How to Teach Your Teens to Be Safe Drivers
Most teenagers start dreaming about getting their drivers’ licenses when they hit middle school. Parents, on the other hand, lie awake at night trying to figure out how to postpone the inevitable.
If your teen is on the road to getting on the road, they will likely need your assistance as a driving instructor to supplement any drivers’ education programs. For most parents, this can be a daunting task.
At American Alarm, we care more about just your home and business security—we care about your personal safety too. To that end, here are some tips to make teaching your teenager to drive less nerve-wracking while ensuring that you help your child become a safe and careful driver.
1. Listen to Your Gut
If you just don’t feel comfortable letting your teen drive alone once the law permits it—or if you think that he needs more practice—then don’t let them drive alone. Continue practicing in a deserted parking lot when the weather is nice. Then as your teen becomes more proficient, you can move onto the roads at different times and in different weather conditions. Typically, new teenage drivers will feel safer if there is an adult in the car with them. The more practice your child has, the better driver they will become.
2. Be a Driving Role Model
You can’t just tell your teen to, “Do as I do.” It just doesn’t work. However, your teenage driver will probably imitate your—or another adult’s—behavior behind the wheel. Therefore, set a good example for your teen to follow. For example, be sure to obey all traffic laws–don’t speed, don’t be an aggressive driver, don’t accelerate to make it through a yellow light, and never use your smartphone to talk or text when you’re driving.

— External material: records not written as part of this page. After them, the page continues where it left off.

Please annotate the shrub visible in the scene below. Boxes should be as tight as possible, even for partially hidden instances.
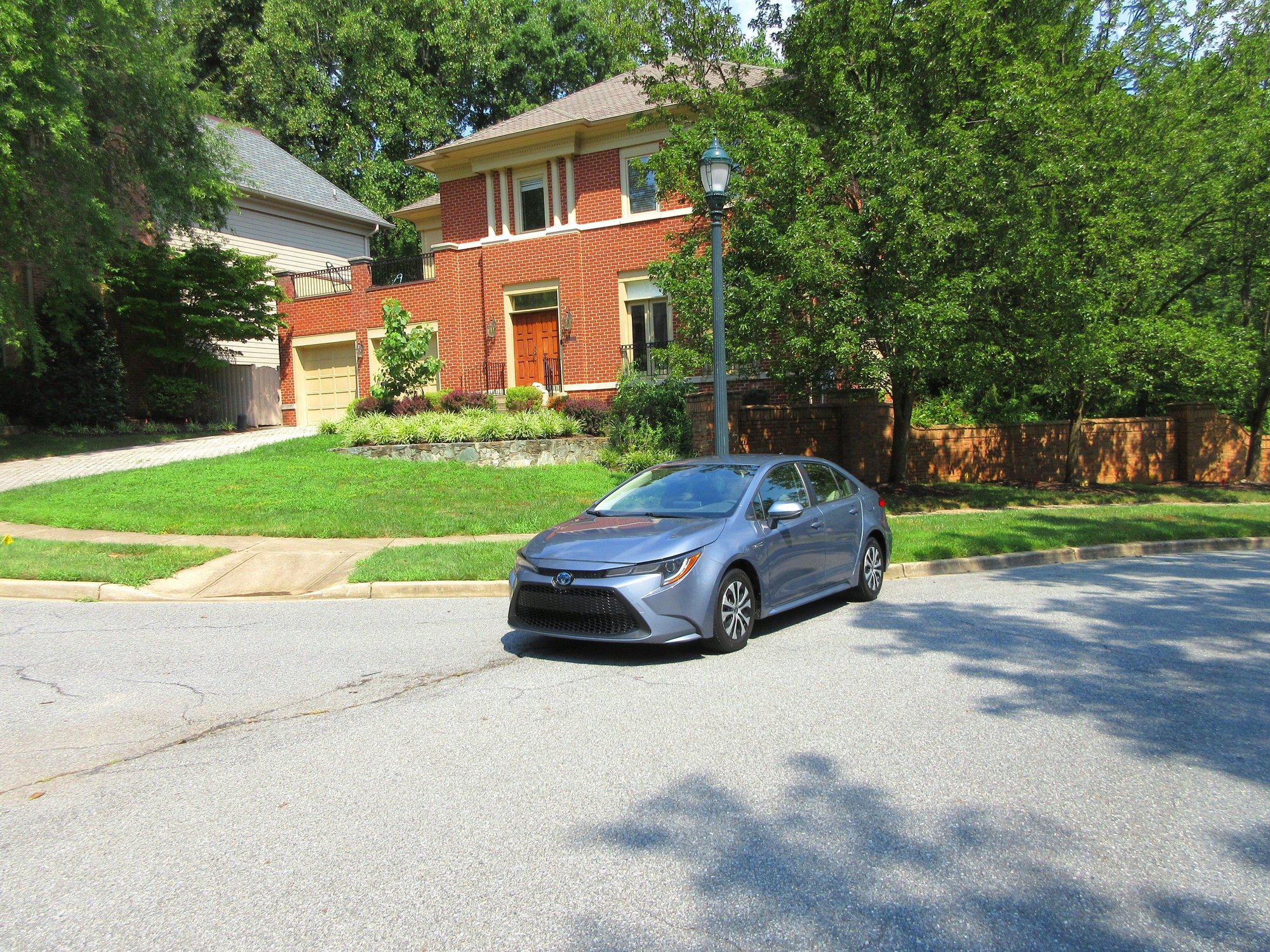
[371,297,441,400]
[146,374,220,421]
[564,399,610,437]
[391,396,437,416]
[348,397,392,416]
[321,409,582,447]
[441,390,494,414]
[507,387,542,414]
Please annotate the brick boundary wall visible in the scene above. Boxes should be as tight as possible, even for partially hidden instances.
[688,393,1270,484]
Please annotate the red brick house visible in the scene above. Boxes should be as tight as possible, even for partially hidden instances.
[279,65,762,424]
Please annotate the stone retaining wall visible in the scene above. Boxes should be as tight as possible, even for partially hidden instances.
[334,437,608,467]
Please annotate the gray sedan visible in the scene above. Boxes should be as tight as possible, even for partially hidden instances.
[508,456,890,651]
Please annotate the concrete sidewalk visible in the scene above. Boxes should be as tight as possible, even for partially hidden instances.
[0,522,533,599]
[0,426,318,493]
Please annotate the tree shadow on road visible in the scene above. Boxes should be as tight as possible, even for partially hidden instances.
[578,753,1270,952]
[852,556,1270,783]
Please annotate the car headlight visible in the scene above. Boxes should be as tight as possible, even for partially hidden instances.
[605,552,701,585]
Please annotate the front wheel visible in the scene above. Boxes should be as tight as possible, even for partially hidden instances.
[847,536,886,602]
[707,569,757,654]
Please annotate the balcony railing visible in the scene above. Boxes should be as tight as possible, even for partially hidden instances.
[292,264,353,301]
[542,357,564,393]
[458,363,507,393]
[371,254,437,288]
[621,341,671,377]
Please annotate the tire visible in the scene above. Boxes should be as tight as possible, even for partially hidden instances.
[847,536,886,602]
[706,569,758,654]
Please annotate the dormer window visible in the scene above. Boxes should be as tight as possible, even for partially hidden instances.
[516,175,547,232]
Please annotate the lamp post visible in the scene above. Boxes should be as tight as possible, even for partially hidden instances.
[697,136,732,456]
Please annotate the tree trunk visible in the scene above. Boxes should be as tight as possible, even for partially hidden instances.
[886,386,913,486]
[1063,387,1085,482]
[1243,380,1270,480]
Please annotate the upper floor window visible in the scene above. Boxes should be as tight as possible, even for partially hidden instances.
[621,146,660,215]
[516,175,547,232]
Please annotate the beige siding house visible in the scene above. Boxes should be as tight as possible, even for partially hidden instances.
[171,117,392,368]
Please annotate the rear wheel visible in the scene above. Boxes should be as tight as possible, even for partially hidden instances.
[847,536,886,602]
[709,569,758,652]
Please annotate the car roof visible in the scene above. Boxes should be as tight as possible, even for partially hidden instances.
[660,453,842,470]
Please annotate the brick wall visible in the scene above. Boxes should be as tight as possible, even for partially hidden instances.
[688,393,1270,482]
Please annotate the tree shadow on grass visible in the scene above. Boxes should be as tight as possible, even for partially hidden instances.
[578,753,1270,952]
[852,555,1270,783]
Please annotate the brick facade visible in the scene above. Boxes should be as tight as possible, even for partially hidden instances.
[690,393,1270,482]
[279,149,687,425]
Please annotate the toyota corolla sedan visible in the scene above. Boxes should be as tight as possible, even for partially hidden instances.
[508,456,890,651]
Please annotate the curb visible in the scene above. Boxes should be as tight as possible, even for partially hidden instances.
[0,536,1270,602]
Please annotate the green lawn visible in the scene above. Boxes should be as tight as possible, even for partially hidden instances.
[0,538,229,585]
[0,430,222,463]
[0,437,622,538]
[878,482,1270,515]
[352,503,1270,581]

3. Teach Your Teen to Anticipate Problems
When any driver is faced with a hazard on the road, knowing what to do is key. That’s why it’s especially important to teach your teen how to anticipate potential problems and what to do if they occur. When hazards happen, teens must understand how to make good decisions while still paying attention to driving. “Teach your teen to keep a margin of safety around the vehicle, look for a way out and develop a plan of action to avoid crashes,” according to the Teen Safe Driving website of the Brain Injury Alliance of New Jersey.
4. Staying Calm is Key
If your teen makes a mistake, don’t raise your voice, speak harshly, or criticize. It’s important to stay calm and have your teen repeat the action—e.g., parallel parking—until he does it right. Point out to your teen that mistakes are a normal part of the learning process. You should also not freak out if he’s in an accident. Reassure him that what’s important is his safety and the safety of other people.
Following these tips will help set your teen on the road to become a safe and responsible driver and allow you to get a good night’s sleep.